- Also known as: Rick; Ricky;
- Born: Ricardo Vela
- Origin: Corpus Christi, Texas, United States
- Genres: Tejano; cumbia; ranchera; Latin pop; Spanish pop; R&B; pop;
- Occupations: Songwriter; keyboardist;
- Instrument: Keyboards
- Years active: 1984–1997
- Label: EMI Latin
- Formerly of: Selena y Los Dinos
- Website: Q-Productions.com

= Ricky Vela =

Ricardo Vela is an American musician and songwriter who was the keyboardist for the band Selena y Los Dinos from 1984 to 1995.

==Works==
Vela has either written or co-written the following songs that topped on Billboard 200, Billboard Latin Songs, and Mexican Regional Songs charts.

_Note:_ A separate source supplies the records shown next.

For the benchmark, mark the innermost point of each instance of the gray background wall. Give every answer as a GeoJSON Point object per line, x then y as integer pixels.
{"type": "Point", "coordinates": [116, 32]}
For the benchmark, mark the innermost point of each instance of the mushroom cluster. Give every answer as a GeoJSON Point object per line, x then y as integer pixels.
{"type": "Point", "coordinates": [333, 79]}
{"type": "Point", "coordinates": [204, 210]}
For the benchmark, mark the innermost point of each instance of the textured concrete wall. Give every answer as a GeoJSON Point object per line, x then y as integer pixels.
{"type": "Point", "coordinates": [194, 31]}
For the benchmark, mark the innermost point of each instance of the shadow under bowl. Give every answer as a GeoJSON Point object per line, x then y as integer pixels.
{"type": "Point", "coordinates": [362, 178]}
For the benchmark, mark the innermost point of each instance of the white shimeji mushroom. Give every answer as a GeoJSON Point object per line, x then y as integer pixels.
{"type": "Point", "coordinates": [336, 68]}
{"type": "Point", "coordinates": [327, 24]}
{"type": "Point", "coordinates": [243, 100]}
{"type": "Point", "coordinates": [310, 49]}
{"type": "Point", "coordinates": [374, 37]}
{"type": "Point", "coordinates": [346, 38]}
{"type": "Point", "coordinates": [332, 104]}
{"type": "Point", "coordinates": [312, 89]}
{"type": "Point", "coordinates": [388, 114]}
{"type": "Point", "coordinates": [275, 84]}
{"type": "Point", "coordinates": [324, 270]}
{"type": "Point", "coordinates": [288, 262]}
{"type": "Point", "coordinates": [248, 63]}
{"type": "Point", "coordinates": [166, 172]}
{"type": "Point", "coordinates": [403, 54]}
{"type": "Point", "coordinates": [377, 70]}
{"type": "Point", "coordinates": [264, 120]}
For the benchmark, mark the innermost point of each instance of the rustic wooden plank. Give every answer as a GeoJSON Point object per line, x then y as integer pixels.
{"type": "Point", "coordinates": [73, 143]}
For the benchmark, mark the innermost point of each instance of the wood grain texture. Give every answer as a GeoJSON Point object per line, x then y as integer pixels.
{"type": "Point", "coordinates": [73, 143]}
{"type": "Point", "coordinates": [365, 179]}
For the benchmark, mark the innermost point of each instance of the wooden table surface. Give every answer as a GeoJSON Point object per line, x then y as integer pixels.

| Name of Song | Peak position | Year |
|---|---|---|
| "Dame Un Beso" | N/A | 1986 |
| "Soy Amiga" | N/A | 1986 |
| "Dame Tu Amor" | 31 (Billboard Hot Ringtones, 2006) 6 (Billboard Hot Latin Songs) | 1986 |
| "Cuando Despierto" | N/A | 1987 |
| "Tu No Sabes" | N/A | 1987 |
| "Ven A Verme" | N/A | 1987 |
| "Sabes" | N/A | 1988 |
| "Como Te Quiero/Yo A Ti" | N/A | 1988 |
| "Como Quisisera" | N/A | 1988 |
| "Cariño Mio" | N/A | 1988 |
| "Quisiera Darte" | N/A | 1988 |
| "Tengo Ganas De Llorar" | N/A | 1990 |
| "Si La Quieres" | N/A | 1992 |
| "Yo Te Sigo Queriendo" | N/A | 1992 |
| "Las Cadenas" | N/A | 1992 |
| "No Debes Jugar" | 3 (Billboard Hot Latin Tracks) 3 (Billboard Latin Regional Mexican Airplay) 3 (Latin Pop Airplay) | 1993 |
| "La Llamada" | 5 (Billboard Hot Latin Tracks) 6 (Latin Regional Mexican Airplay) 8 (Latin Pop Airplay) | 1993 |
| "Tu Robaste Mi Corazon" | 5 (Billboard Latin Tracks) 8 (Billboard Latin Regional Mexican Airplay) 6 (Billboard Latin Pop) | 1993 |
| "No Me Queda Más" | 1 (Hot Latin Tracks) 1 (Latin Regional Airplay) 13 (Latin Pop Airplay) | 1994 |
| "'Fotos y Recuerdos" | 1 (Hot Latin Tracks) 1 (Latin Regional Mexican Airplay) 12 (Latin Pop Airplay) | 1994 |
| "El Chico del Apartamento 512" | 6 (Hot Latin Charts) 7 (Latin Regional Mexican Airplay) 6 (Latin Pop Airplay) | 1994 |
| "Tus Desprecios" | N/A | 1994 |
| "Ya No" | N/A | 1994 |
| "Fuiste Mala" | N/A | 1999 |
| "Esperandote" | 6 (Hot Latin Charts) 3 (Latin Pop Airplay) | 1996 |

==Awards and nominations==
Ricky Vela has been nominated for seven awards and won two awards.

== Portrayals in media ==
Vela appears as himself in the 1997 film Selena. He is portrayed in the 2020 Netflix television show Selena: The Series by Hunter Reese Peña.